Right: we wound up making the Pan functionality unavailable to users.

 

Two problems:

 

  • The 44k DSL connection is so pitifully slow that the time between
    a user telling the cam to pan and the camera actually panning is
    just too long - as in 25-35 seconds.
    .
  • Different users have different browsers and a significant number of
    them either cannot access the pan presets or do not understand
    what they are.

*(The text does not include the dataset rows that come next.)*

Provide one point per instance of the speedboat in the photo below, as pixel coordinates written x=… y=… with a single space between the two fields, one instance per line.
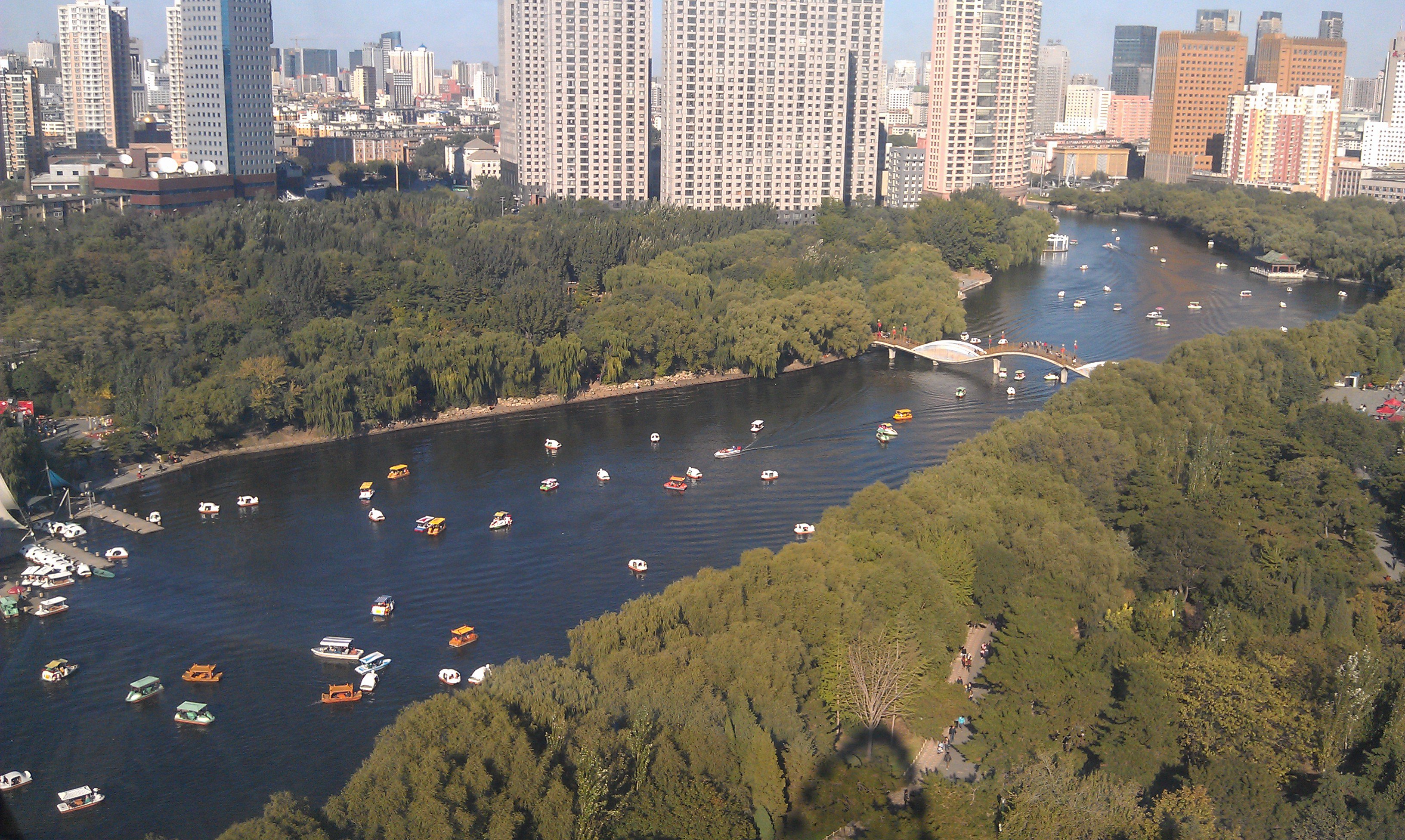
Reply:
x=195 y=713
x=373 y=662
x=344 y=693
x=57 y=670
x=337 y=648
x=144 y=689
x=79 y=798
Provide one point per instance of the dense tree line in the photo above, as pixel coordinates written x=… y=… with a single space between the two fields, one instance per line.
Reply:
x=1349 y=238
x=332 y=315
x=1193 y=641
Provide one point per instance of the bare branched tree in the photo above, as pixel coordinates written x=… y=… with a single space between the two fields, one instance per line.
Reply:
x=883 y=676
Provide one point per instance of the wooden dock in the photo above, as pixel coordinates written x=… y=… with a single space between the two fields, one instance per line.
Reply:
x=117 y=517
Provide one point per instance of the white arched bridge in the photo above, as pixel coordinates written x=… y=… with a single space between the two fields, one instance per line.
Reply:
x=954 y=353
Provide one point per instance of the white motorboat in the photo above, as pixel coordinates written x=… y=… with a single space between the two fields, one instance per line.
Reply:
x=373 y=662
x=337 y=648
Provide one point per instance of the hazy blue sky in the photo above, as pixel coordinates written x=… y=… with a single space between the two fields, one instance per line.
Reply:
x=468 y=28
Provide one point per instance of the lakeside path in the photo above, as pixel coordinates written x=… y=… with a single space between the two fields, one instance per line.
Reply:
x=286 y=440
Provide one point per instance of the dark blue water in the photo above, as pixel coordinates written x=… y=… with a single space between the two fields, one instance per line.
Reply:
x=254 y=590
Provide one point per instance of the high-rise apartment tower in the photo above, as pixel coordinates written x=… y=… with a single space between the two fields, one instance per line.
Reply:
x=221 y=100
x=1134 y=61
x=780 y=105
x=575 y=97
x=984 y=57
x=93 y=59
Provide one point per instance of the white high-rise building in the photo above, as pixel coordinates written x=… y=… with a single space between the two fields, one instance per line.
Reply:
x=574 y=95
x=221 y=99
x=93 y=59
x=771 y=103
x=984 y=57
x=1085 y=110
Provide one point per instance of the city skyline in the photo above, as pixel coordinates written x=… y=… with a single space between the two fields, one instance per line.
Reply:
x=1086 y=28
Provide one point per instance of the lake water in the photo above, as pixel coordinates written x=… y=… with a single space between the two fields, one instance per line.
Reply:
x=254 y=590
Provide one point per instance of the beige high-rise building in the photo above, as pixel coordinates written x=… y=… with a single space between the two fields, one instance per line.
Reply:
x=1196 y=75
x=93 y=62
x=22 y=138
x=984 y=57
x=771 y=103
x=575 y=97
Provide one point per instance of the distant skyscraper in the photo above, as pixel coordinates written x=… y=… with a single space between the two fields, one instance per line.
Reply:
x=574 y=113
x=1134 y=61
x=22 y=137
x=1217 y=20
x=221 y=99
x=97 y=90
x=983 y=90
x=1050 y=88
x=790 y=121
x=1196 y=74
x=1331 y=26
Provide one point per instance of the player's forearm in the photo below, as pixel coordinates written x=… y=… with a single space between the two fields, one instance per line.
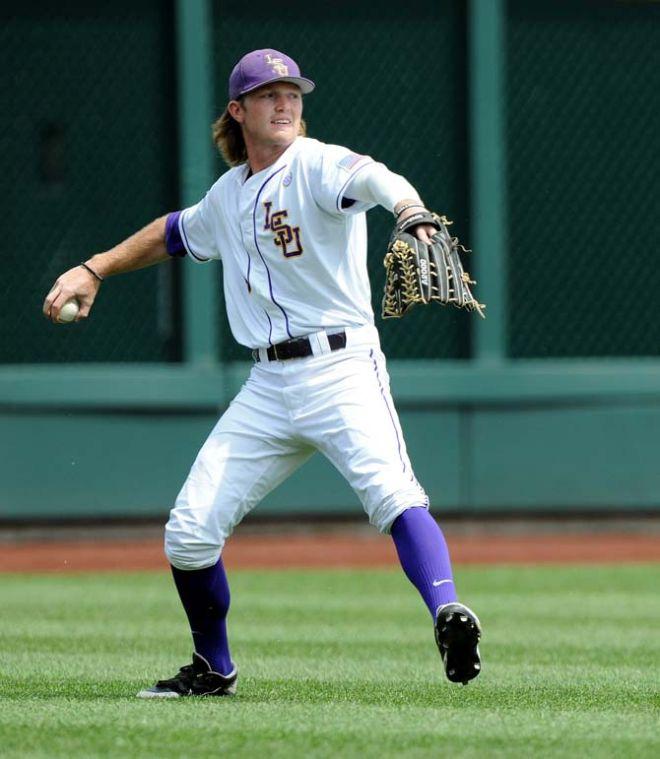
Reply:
x=375 y=183
x=145 y=248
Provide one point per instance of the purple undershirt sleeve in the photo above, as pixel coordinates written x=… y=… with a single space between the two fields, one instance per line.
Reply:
x=173 y=241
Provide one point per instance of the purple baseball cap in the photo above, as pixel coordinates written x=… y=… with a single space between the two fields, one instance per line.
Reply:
x=263 y=67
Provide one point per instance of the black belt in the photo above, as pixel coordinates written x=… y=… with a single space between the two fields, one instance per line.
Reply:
x=299 y=347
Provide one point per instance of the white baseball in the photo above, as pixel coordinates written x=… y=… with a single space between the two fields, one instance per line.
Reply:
x=69 y=311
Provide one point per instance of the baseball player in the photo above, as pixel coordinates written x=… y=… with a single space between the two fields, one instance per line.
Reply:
x=288 y=223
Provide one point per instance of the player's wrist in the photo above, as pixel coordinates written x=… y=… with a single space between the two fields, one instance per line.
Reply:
x=405 y=205
x=92 y=270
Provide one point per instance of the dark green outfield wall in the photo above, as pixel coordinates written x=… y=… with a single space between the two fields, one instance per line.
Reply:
x=533 y=125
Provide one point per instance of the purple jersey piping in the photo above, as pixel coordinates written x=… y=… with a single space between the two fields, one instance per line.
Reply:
x=387 y=406
x=173 y=241
x=270 y=281
x=186 y=242
x=349 y=180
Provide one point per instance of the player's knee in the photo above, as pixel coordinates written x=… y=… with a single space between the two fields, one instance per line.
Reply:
x=386 y=512
x=187 y=551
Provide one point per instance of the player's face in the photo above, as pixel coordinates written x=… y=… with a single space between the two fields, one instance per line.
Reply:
x=271 y=115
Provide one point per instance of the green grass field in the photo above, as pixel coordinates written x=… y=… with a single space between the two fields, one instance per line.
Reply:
x=336 y=664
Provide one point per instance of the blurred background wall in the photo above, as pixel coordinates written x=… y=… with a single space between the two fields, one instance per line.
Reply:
x=534 y=125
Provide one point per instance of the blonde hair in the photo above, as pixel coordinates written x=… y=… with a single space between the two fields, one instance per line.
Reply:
x=228 y=138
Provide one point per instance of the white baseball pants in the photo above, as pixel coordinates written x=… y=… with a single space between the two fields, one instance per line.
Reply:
x=338 y=403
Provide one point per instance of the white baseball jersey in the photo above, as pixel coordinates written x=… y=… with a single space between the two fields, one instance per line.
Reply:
x=294 y=263
x=294 y=260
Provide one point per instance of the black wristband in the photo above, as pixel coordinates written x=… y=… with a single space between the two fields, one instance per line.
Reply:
x=91 y=271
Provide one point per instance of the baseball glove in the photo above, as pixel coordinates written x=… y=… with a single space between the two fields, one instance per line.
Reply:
x=419 y=273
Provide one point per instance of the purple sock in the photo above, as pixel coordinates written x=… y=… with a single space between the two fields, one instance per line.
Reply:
x=204 y=594
x=424 y=556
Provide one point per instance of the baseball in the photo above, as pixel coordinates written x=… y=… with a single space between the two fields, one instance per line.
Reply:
x=69 y=311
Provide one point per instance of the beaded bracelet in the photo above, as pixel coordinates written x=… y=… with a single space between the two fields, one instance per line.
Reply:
x=406 y=207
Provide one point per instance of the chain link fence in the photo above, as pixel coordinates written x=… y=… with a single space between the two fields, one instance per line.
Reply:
x=88 y=141
x=390 y=83
x=583 y=139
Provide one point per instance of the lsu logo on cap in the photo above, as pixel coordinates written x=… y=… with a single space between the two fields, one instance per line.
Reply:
x=278 y=65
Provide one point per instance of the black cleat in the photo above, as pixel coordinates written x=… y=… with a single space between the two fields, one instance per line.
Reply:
x=196 y=679
x=457 y=633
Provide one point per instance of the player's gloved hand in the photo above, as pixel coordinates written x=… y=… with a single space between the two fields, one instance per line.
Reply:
x=78 y=283
x=420 y=272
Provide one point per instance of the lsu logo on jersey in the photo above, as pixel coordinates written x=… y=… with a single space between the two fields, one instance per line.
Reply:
x=286 y=236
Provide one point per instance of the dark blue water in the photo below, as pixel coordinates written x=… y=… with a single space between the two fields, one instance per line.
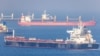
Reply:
x=46 y=33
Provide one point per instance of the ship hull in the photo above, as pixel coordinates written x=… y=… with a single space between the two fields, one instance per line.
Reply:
x=88 y=23
x=52 y=45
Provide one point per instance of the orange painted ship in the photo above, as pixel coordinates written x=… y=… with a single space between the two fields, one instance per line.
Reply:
x=47 y=20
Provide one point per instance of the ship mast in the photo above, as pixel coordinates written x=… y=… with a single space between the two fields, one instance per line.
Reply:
x=13 y=33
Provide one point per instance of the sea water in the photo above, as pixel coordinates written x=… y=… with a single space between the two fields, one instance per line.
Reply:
x=44 y=32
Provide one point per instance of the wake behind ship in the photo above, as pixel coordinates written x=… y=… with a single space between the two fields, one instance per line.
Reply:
x=80 y=38
x=47 y=20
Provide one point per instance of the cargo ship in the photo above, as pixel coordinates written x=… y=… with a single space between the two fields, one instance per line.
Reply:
x=47 y=20
x=4 y=29
x=80 y=38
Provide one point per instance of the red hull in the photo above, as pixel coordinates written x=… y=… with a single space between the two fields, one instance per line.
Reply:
x=88 y=23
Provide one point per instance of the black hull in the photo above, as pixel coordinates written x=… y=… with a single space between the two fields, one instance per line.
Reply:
x=52 y=45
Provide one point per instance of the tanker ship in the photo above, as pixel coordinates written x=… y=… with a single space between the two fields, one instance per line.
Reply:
x=4 y=29
x=47 y=20
x=80 y=38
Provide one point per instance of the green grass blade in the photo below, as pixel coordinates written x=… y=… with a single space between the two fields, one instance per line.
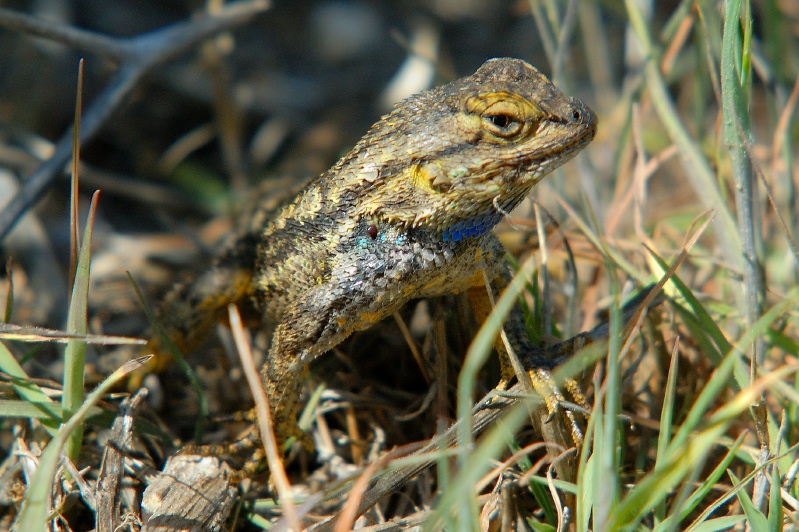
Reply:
x=756 y=519
x=77 y=318
x=33 y=515
x=27 y=389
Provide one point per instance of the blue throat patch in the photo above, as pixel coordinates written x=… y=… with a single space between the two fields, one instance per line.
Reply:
x=476 y=226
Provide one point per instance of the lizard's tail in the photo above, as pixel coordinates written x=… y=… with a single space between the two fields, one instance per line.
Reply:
x=191 y=309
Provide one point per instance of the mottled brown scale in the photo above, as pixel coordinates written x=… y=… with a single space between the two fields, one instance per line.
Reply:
x=407 y=213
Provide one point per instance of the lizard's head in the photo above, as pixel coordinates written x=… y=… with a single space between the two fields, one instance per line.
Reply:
x=457 y=158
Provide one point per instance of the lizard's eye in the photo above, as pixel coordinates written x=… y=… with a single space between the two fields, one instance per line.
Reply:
x=503 y=125
x=504 y=116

Bottom line, user A pans the camera to location
    X and user B complains and wants to know why he cannot see
    the location Y that they are used to seeing.

 

"The best-laid schemes o' mice an' men Gang aft agley"

 

Having recently discovered the wonders of Point-To-Point wireless, I'm going down there sometime next week and try to install a couple of Ubiquiti NanoStationM5 Locos.

 

We have line-of-sight over water/beach/blacktop and it's only about .7 miles between the DSL-connected cam and the server's Comcast-Cable-connected site; so I am hoping that I can get that cam talking to the server over a PTP link instead of 4k DSL.

 

viz: http://tinyurl.com/lzvly5b

 

If that happens, and the bandwidth is sufficient, maybe we'll just add another camera: fixed for the masses and the PTZ for whose who want it.